Nach dem raschen und vor allem klinischen Assessment und der Überprüfung der ABCDEs schließt sich eine diagnostische Phase an. Die Durchführung einer Computertomografie als „Traumaspirale“, d. h. Ganzkörper-CT-Diagnostik, hat die konventionelle Röntgendiagnostik in der Primärphase nahezu abgelöst. Die Forderung nach räumlicher Nähe von Schockraum und CT erklärt sich u. a. aus der Tatsache, dass heute bei rund 75 % aller Schwerverletzten sofort ein Ganzkörper-CT durchgeführt wird. Eine regelmäßige Bewertung der Situation und der bekannten Befunde im Sinne eines „Team-time-out“ hilft dabei, alle Teammitglieder auf den gleichen Wissensstand zu bringen und die Prioritäten der weiteren therapeutischen Schritte adäquat zu setzen. Neben einem differenzierten Airway-Management ist es wichtig, mit dem – bei der Behandlung von Schwerverletzten wichtigen und an die jeweiligen Labor und Kreislaufparameter angepassten – Volumen- und Gerinnungsmanagement so früh wie möglich in der Schockraumphase zu beginnen.

Zu den Maßnahmen der Schockbekämpfung und Stabilisierung der Vitalparameter gehören neben der Infusionsbehandlung ggf. die frühe Gabe von Transfusionen oder die Durchführung von lebensrettenden operativen Eingriffen im Schockraum. Hierunter fallen zum einen die Entlastung des Brustraumes (Thoraxdrainage), zum anderen können – je nach Struktur des Schockraums – aber auch operative Notfalleingriffe an Becken und Bauchraum vorgenommen werden.
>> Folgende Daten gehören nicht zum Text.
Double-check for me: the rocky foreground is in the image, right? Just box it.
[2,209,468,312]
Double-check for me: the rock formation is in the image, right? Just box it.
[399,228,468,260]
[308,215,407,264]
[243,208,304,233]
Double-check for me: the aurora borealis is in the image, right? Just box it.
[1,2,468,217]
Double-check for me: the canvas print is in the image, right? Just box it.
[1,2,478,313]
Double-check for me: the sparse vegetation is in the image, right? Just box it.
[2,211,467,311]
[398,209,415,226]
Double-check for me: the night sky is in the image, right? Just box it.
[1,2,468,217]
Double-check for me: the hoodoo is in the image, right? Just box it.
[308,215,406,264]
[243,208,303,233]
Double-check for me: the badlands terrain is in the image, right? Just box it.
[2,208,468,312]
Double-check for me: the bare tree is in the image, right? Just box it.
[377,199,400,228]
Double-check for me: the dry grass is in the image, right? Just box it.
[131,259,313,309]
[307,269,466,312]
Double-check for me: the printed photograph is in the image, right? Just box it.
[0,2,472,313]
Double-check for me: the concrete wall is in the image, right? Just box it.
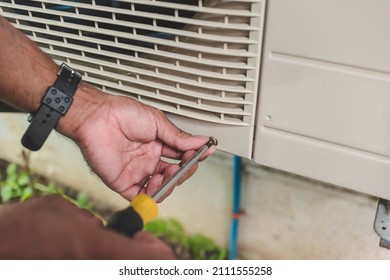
[0,113,390,259]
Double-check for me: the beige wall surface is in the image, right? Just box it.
[0,113,390,259]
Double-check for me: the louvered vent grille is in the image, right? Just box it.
[0,0,264,126]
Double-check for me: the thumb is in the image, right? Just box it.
[157,111,209,151]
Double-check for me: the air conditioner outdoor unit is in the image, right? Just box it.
[0,0,390,199]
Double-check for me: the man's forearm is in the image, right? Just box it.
[0,16,105,139]
[0,17,58,112]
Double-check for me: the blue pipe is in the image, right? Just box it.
[229,156,242,260]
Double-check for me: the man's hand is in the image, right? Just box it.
[59,85,215,200]
[0,195,175,259]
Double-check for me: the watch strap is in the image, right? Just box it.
[22,63,81,151]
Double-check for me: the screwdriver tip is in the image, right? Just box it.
[209,136,218,146]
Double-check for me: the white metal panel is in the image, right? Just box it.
[255,0,390,198]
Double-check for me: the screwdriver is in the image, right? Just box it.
[107,137,218,237]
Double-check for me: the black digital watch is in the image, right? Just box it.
[22,63,82,151]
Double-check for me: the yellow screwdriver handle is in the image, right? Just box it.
[131,194,158,225]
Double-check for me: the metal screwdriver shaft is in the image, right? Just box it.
[152,137,218,202]
[107,137,218,236]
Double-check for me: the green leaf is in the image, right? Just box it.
[20,187,33,202]
[76,192,92,209]
[0,185,12,203]
[7,163,18,177]
[17,171,30,186]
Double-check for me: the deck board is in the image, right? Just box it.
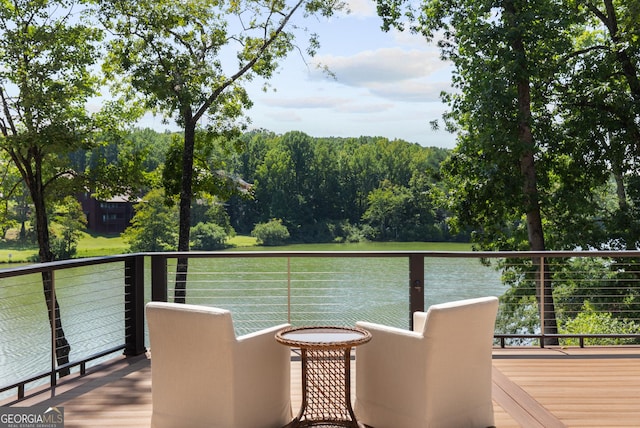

Die rasche und effektive Behandlung von Schwerverletzten im Schockraum erfordert ein großes Maß an Training und Erfahrung. So wurde die Rezertifizierung als Traumazentrum auch an Mindestfallzahlen einer definierten Verletzungsschwere geknüpft. Die Teilnahme am Traumaregister DGU ist für zertifizierte Traumazentren verpflichtend. Dieses Qualitätsmanagementinstrument der wissenschaftlichen Fachgesellschaft DGU ermöglicht die Analyse von Behandlungsdaten bei der Versorgung von Schwerverletzten und stellt jeder teilnehmenden Klinik zu definierten Qualitätskriterien ein anonymes Benchmarking gegenüber dem Traumaregister-Gesamtdatensatz zur Verfügung.

Die kritische Auseinandersetzung mit Qualitätsindikatoren ist für jede Klinik Voraussetzung für eine optimale Versorgung von Schwerverletzten, ebenso wie die Etablierung von interdisziplinären Qualitätszirkeln. Insbesondere interne Abläufe im Schockraum sollten regelmäßig geübt werden. Hierzu eignen sich besonders Simulationskurse wie z. B. das Hand Over Team Training (HOTT).

So, wie die Schockraumbehandlung mit einer strukturierten Übernahme des Patienten vom Rettungsdienst beginnt, endet sie mit der Übergabe an den OP oder die Intensivstation. Neben der parallelen Durchführung von therapeutischen Maßnahmen und einer verdichteten Diagnostik im Team gilt es, im Schockraum diverse Schnittstellen zu optimieren.